“瞻彼淇奥,绿竹青青。
有匪君子,充耳琇莹,会弁如星。”
她,宋知意,生于凉城宋家,其母秦栀,外祖父镇边大将军,舅舅戍边之将。
三岁识字,五岁背诵经书,八岁写诗,十岁学习管账,十二岁便可独当一面……娘亲,女儿已经长大,完好长大,定会照顾好自己,请您放心。
“瞻彼淇奥,绿竹如箦。
有匪君子,如金如锡,如圭如璧。”
意儿,娘走了,娘知道你已经长大,只是可惜不能替你觅一个好夫君,不能再每一年栀子花开的时候为你插一束于房中。
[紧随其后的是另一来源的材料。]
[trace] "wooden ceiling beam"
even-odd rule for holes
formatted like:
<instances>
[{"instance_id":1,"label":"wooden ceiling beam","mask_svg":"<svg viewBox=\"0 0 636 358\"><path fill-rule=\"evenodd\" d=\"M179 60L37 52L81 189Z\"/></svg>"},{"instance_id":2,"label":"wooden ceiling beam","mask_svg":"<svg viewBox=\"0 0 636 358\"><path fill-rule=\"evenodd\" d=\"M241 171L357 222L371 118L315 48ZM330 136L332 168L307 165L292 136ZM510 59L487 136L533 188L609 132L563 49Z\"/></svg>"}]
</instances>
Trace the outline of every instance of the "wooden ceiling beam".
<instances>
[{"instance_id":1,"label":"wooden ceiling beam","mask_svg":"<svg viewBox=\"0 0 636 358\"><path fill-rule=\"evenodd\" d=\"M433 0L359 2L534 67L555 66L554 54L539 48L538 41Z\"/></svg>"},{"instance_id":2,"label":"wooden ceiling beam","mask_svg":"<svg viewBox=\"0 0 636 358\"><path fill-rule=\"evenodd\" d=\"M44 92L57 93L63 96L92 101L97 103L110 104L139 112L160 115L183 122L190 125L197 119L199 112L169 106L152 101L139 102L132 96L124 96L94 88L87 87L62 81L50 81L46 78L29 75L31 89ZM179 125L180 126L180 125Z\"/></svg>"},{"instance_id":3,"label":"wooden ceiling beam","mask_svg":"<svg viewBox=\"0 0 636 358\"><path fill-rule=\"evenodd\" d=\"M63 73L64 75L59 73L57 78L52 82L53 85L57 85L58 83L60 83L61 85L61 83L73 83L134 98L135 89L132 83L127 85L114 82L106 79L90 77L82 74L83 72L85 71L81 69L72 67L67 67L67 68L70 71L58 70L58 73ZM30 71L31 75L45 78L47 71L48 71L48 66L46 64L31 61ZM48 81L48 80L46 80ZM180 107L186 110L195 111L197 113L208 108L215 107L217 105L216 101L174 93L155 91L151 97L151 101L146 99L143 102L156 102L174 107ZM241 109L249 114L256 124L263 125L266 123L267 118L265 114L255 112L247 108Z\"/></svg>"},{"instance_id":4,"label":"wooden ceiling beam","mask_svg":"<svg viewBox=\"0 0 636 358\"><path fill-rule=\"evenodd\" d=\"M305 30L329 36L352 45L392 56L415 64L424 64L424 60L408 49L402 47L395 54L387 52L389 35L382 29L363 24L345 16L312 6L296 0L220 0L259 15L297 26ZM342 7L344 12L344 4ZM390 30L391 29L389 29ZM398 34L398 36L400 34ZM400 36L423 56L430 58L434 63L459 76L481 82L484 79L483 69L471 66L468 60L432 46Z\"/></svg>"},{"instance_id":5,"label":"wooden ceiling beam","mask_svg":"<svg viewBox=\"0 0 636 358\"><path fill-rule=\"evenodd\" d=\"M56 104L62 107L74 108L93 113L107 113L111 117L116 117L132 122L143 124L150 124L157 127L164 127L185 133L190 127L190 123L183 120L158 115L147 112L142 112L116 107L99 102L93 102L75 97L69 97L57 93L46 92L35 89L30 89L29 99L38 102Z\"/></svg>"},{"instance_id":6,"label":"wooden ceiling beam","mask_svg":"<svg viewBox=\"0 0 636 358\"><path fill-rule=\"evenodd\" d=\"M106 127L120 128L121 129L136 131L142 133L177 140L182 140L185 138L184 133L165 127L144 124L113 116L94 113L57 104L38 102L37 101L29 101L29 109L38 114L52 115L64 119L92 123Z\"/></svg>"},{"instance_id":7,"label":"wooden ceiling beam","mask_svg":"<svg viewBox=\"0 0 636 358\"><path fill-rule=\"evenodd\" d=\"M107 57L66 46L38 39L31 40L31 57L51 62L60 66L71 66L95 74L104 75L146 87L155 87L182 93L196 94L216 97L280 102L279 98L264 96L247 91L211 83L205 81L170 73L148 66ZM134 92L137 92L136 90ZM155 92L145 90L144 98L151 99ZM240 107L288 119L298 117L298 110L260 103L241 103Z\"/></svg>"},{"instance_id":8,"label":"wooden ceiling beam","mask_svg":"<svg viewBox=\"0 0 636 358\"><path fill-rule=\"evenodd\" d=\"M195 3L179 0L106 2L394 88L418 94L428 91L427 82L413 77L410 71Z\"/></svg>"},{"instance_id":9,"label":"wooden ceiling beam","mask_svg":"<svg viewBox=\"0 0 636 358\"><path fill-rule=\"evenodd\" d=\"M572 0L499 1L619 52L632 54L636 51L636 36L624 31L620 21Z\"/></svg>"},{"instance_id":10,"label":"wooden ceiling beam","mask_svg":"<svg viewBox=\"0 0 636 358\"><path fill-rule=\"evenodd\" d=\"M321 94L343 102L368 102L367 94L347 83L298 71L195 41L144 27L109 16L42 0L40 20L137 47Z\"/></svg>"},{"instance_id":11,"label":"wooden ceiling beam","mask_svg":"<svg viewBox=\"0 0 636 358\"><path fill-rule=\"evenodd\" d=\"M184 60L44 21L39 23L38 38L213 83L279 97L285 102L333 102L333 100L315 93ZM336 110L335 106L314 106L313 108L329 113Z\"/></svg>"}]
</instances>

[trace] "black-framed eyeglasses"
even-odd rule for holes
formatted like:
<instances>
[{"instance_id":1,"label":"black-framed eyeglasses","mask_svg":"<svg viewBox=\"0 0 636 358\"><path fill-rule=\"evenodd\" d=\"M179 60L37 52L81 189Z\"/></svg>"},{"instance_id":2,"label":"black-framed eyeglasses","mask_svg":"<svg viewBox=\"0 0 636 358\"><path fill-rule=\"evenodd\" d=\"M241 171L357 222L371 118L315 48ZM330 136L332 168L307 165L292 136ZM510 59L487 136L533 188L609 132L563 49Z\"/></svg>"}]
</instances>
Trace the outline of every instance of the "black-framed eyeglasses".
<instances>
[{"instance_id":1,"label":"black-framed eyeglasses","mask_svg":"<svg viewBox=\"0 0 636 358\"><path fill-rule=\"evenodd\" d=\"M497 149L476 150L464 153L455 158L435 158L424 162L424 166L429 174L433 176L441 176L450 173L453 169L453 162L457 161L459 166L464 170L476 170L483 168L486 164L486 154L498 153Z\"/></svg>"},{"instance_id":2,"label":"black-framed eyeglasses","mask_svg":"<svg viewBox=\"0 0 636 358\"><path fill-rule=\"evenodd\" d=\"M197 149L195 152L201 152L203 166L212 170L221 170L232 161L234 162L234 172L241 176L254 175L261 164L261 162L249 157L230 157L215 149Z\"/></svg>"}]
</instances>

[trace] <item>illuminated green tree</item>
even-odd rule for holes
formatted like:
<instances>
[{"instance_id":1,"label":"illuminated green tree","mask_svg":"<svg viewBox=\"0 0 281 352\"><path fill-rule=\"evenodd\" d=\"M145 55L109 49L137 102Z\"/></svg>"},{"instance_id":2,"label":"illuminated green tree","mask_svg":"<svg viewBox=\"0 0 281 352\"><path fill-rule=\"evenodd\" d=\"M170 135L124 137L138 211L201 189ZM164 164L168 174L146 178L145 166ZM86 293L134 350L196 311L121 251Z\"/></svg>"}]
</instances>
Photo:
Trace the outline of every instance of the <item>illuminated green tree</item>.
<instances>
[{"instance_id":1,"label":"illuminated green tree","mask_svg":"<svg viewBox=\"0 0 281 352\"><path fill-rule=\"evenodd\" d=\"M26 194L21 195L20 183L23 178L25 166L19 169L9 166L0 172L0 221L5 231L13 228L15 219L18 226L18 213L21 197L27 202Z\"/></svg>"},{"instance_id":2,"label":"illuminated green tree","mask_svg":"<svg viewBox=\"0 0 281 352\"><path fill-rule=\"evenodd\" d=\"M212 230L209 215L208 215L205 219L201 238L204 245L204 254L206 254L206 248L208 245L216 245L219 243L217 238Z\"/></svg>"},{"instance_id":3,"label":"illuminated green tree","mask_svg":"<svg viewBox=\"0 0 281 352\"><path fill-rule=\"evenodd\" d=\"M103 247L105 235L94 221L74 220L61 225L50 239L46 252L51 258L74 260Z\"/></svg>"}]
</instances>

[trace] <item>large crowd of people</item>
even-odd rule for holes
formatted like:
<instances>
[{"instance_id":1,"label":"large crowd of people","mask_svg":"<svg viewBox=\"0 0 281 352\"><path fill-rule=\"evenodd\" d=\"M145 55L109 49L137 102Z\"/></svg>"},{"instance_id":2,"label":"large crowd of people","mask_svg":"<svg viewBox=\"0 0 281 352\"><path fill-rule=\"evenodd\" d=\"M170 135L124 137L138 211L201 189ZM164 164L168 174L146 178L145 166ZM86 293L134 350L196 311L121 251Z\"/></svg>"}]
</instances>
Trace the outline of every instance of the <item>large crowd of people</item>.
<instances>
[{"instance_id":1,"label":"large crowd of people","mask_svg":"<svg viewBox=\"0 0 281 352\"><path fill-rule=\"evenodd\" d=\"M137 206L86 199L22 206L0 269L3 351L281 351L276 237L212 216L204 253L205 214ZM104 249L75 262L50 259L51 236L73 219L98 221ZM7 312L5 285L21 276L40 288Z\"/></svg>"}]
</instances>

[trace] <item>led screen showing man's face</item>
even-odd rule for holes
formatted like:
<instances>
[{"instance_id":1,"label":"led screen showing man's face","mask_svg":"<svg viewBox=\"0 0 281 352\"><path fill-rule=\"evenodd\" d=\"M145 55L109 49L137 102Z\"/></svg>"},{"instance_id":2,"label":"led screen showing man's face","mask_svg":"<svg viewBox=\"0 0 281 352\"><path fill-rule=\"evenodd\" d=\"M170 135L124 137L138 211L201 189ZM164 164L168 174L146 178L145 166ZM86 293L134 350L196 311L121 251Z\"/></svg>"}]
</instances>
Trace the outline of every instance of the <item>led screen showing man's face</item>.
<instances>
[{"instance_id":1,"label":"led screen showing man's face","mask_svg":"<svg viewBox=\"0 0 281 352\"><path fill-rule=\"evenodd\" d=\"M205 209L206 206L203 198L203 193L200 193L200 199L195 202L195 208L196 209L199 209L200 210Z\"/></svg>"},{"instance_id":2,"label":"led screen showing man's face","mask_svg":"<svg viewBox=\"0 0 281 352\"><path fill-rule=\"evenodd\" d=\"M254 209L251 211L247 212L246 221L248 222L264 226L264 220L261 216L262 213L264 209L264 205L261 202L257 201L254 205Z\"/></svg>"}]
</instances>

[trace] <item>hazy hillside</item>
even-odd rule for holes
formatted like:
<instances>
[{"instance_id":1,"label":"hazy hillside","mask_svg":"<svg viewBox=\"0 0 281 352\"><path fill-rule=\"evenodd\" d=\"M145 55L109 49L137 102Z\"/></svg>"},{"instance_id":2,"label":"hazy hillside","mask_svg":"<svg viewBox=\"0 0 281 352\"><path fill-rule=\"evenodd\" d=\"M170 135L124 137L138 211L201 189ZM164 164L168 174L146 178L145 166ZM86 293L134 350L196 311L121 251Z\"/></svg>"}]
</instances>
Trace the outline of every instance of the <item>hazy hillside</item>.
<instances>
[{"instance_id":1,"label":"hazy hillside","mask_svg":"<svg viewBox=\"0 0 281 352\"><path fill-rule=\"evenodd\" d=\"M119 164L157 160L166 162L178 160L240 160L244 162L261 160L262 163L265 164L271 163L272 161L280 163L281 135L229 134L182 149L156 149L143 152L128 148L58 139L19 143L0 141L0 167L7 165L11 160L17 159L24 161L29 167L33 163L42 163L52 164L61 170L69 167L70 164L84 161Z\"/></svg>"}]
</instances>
秦栀的手落下的时候,眼角没有泪,她秦家的儿女流血不流泪。
宋知意只是顿了一下,
“善戏谑兮,不为虐兮。”
宋家有女,名知意,三岁识字,五岁诵书,八岁写诗,十岁算账,十二岁便可独当一面,十四岁丧母。
眼角没有泪,她秦家的儿女流血不流泪。
娘亲,您走好。
桌上的药早已凉了,夜里起了风,那院里正在盛开的栀子花一夜之间完全败落。
零落成泥碾作尘,没有多少人会在意,在这凉城宋府的东南角的栀子花一夜凌落。
宋知意一身一身丧服在五月初五那一天,抱着自己母亲牌位走在前面,后面是母亲的棺材,一步一步走回秦府,秦家小姐,那个年少恣意的女子狼藉半生,终于可以回家了。